Abnormal T cell responses to antigens are considered as a diagnostically more sensitive test of aberrant T cell function [14]. As a result of repeated childhood vaccinations, a robust T cell-specific response to tetanus antigen is expected in healthy children and adolescents. Comparing the results for antigen-specific stimulation, we found considerable differences. Especially, the adenovirus antigen stimulation provoked almost the same reaction in all groups, whereas the stimulation with tetanus antigen was found to be less effective in blood samples of immunosuppressed patients. However, other studies that compared the lymphocyte proliferation after in vitro addition of different immunosuppressants found no difference between stimulation with tetanus antigen and other stimulants [15, 16].

Although the patients in this study received a variety of disease-modifying drugs and biologicals, we found only minor differences between these groups. The results for other drugs like mycophenolate mofetil could be less promising, as a study with mycophenolate mofetil demonstrates a dose-dependent reduction in lymphocyte proliferation [17]. After treatment with AZA, which many patients in our study received, T cells seem to react well, even to suboptimal concentrations of mitogens, while cells treated with prednisolone reacted less, if the mitogen concentrations were lower [18]. It was also shown that AZA impairs lymphocyte proliferation less than cyclosporine or methylprednisolone [19]. A study with cats’ blood demonstrated equal dose-dependent inhibition of lymphocyte proliferation after in vitro addition of six different IS drugs, not including AZA [20].

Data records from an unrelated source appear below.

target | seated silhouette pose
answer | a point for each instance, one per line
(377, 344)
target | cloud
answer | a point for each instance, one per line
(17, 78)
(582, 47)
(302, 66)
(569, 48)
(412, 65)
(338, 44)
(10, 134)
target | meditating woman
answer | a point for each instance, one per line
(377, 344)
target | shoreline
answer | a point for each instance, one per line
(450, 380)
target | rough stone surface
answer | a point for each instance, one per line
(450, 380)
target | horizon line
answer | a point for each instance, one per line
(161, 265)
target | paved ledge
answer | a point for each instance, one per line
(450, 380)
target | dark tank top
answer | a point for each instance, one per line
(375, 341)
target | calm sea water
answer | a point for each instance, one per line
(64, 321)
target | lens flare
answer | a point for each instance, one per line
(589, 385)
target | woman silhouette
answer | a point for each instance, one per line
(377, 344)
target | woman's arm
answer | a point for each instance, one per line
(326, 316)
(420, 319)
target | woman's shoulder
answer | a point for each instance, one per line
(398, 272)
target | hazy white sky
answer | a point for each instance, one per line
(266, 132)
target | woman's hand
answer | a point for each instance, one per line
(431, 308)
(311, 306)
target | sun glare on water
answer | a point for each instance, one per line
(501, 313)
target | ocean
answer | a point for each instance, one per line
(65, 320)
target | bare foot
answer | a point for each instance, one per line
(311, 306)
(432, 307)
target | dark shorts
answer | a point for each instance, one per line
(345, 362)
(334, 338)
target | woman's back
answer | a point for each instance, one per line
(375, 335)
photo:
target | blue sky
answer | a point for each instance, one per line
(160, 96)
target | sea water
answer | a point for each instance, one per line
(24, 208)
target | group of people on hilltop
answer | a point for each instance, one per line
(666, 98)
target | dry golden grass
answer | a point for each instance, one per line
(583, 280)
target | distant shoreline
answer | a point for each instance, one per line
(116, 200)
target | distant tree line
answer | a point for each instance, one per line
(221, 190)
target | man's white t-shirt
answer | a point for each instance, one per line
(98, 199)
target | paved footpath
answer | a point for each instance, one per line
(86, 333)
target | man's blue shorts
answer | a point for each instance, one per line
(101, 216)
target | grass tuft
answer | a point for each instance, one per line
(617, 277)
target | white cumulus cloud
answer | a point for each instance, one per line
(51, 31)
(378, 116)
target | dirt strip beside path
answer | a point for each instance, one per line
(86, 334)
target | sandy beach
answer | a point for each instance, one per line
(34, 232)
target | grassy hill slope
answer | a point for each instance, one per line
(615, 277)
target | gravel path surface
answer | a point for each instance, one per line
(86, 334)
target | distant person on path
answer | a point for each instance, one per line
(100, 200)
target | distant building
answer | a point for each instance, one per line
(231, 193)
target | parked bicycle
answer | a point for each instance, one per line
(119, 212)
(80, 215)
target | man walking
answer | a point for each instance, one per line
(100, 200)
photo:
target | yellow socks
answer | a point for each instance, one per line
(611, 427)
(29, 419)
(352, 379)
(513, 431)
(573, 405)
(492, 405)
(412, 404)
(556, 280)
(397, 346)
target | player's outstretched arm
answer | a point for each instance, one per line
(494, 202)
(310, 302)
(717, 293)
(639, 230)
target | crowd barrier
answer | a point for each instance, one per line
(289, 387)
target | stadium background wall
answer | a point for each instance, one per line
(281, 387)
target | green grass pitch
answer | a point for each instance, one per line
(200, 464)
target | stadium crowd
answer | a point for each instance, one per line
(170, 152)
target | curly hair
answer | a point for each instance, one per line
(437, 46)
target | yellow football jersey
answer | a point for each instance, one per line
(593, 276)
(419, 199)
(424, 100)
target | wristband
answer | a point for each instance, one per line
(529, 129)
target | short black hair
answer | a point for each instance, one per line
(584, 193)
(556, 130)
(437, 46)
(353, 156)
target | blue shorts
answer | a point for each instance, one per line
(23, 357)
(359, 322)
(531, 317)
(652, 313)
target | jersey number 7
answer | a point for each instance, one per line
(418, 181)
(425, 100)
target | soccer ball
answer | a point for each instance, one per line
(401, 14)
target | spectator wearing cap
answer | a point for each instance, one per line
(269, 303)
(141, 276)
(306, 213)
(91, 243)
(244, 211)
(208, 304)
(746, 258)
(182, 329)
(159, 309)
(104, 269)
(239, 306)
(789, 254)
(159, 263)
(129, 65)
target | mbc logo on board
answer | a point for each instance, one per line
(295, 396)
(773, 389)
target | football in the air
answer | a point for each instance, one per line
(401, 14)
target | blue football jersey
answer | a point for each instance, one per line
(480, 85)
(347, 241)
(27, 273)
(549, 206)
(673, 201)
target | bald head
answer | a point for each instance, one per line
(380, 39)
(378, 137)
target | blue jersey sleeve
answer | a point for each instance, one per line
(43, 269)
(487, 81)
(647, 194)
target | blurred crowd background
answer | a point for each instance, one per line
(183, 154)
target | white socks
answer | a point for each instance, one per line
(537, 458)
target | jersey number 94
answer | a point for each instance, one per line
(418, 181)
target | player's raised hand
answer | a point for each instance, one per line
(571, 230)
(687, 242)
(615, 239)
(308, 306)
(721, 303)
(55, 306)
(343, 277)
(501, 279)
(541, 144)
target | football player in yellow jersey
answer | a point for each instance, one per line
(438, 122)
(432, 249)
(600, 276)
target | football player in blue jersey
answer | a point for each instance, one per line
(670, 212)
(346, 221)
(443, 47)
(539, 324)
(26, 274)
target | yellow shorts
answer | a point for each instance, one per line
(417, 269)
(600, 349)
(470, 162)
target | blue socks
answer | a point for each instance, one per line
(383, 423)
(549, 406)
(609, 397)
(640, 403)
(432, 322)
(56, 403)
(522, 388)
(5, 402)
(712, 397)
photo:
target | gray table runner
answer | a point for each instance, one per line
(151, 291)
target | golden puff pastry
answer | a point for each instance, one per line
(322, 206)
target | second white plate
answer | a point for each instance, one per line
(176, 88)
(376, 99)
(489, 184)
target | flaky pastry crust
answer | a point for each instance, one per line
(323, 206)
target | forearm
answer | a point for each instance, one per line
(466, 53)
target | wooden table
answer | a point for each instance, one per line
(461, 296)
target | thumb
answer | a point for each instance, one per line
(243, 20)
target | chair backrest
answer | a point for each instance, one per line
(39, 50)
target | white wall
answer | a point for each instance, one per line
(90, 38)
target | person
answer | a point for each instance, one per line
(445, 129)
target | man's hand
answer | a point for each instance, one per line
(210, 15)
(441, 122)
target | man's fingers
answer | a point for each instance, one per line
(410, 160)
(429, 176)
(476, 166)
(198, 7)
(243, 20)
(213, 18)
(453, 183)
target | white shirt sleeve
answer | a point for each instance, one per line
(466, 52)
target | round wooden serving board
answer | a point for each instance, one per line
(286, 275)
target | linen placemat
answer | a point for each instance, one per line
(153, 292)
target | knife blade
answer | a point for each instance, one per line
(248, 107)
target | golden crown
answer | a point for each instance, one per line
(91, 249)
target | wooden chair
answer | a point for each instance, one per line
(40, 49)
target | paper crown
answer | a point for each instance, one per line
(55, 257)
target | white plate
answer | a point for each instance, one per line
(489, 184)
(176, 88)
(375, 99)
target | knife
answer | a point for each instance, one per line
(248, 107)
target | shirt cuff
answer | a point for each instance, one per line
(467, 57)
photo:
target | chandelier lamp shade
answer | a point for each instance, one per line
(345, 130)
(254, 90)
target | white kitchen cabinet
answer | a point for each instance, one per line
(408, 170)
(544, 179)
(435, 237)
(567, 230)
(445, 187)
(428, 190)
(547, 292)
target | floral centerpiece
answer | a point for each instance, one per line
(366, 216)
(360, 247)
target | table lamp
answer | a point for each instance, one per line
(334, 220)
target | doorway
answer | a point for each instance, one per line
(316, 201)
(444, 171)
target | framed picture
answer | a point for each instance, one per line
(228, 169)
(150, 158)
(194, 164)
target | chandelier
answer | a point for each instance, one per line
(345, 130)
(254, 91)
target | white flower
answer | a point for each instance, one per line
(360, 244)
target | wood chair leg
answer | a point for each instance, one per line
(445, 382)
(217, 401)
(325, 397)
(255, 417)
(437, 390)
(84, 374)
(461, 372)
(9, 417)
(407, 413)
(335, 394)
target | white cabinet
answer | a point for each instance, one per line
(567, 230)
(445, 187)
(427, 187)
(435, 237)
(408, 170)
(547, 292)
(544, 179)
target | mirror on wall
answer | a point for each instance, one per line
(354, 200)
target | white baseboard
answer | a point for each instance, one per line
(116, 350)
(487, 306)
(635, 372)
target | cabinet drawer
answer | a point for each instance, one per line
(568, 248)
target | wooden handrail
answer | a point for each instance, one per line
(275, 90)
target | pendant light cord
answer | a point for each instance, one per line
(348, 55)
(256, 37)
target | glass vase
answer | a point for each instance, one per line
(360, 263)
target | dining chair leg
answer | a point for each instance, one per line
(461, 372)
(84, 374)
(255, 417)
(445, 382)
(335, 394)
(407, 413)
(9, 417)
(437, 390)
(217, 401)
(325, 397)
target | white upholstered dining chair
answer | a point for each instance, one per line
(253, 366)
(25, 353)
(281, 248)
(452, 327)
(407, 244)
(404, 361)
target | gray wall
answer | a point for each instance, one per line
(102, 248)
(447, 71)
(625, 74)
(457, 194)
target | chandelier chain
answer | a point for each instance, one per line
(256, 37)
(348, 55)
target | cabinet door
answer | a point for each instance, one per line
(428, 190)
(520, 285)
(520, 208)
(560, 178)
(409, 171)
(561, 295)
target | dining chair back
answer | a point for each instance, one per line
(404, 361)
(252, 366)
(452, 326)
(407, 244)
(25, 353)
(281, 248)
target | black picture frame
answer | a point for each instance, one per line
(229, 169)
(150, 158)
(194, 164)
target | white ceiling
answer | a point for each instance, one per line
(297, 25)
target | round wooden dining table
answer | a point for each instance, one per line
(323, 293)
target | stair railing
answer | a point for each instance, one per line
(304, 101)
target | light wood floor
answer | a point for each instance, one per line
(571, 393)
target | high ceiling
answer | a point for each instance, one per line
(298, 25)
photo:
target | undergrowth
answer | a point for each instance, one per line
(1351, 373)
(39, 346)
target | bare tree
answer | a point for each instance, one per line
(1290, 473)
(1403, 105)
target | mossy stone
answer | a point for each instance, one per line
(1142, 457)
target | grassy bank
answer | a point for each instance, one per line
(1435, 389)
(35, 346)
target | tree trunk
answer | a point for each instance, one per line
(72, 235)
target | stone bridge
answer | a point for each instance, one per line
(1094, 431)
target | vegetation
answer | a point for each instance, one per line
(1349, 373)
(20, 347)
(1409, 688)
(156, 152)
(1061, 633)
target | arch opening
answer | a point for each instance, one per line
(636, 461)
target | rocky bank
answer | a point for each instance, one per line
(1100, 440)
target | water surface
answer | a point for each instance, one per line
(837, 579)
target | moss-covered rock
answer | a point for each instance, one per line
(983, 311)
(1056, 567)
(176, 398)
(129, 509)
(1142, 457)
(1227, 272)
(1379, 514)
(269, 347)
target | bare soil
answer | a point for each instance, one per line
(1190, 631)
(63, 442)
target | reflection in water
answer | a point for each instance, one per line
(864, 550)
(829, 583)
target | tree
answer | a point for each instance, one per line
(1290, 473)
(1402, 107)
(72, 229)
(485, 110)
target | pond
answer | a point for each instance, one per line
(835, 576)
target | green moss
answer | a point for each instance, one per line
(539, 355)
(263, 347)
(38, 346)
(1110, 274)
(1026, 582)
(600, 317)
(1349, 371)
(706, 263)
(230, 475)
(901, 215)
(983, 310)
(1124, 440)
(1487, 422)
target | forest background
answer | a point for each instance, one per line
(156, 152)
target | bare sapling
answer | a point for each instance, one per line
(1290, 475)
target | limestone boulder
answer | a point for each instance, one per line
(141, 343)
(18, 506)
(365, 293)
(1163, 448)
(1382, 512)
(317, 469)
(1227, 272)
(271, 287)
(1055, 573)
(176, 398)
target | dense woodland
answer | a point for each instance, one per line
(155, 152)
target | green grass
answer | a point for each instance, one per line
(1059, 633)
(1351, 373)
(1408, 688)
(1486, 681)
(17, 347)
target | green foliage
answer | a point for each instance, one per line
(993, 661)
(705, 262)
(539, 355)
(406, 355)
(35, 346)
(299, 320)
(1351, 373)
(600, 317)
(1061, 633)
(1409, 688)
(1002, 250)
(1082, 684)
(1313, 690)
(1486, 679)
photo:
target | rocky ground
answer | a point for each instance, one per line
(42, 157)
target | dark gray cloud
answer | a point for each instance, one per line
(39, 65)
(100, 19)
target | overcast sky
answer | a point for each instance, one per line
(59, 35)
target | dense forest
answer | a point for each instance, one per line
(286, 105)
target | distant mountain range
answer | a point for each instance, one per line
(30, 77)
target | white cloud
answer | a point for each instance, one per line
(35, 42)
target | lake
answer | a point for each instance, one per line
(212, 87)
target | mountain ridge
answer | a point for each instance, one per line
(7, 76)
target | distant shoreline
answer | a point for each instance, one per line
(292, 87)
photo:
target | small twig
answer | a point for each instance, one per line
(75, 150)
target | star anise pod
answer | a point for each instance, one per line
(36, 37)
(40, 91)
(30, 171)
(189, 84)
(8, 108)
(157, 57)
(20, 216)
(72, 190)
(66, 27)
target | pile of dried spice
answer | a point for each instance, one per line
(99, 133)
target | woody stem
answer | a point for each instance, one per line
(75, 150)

Our findings of immunoreactivity in immunosuppressed patients are also supported by the fact that most live vaccinations reported in patients until yet were found to be safe and effective [21]. Still, there occurred some adverse events, which makes it important to further investigate on how and when live vaccinations under IS therapy are advisable [21]. Therefore, determining the individual immune competence of patients receiving IS before live vaccinations can be helpful in the process of individual risk-benefit analysis. In addition, to the in vitro lymphocyte proliferation assay for example, a negative QuantiFERON test with positive interferon control could also be used to prove a certain responsiveness of an individual patient’s lymphocytes [22].

In this study, we examined the individual immunoreactivity of patients with IBD or AIH under IS therapy with AZA, sirolimus, tacrolimus, and different biologicals. They showed only little differences in the reaction to stimulation with different antigens. This could implicate that patients under IS therapy with these immunosuppressants can be expected to react sufficiently to at least viral antigens. Understanding the degree of specific host immune response towards a variety of immunosuppressive drugs is important and has clinical implications. Given the lack of in vivo data on the safety and efficacy of several vaccines in the growing population of immunocompromised children and adolescents, additional research is needed to guide rational recommendations.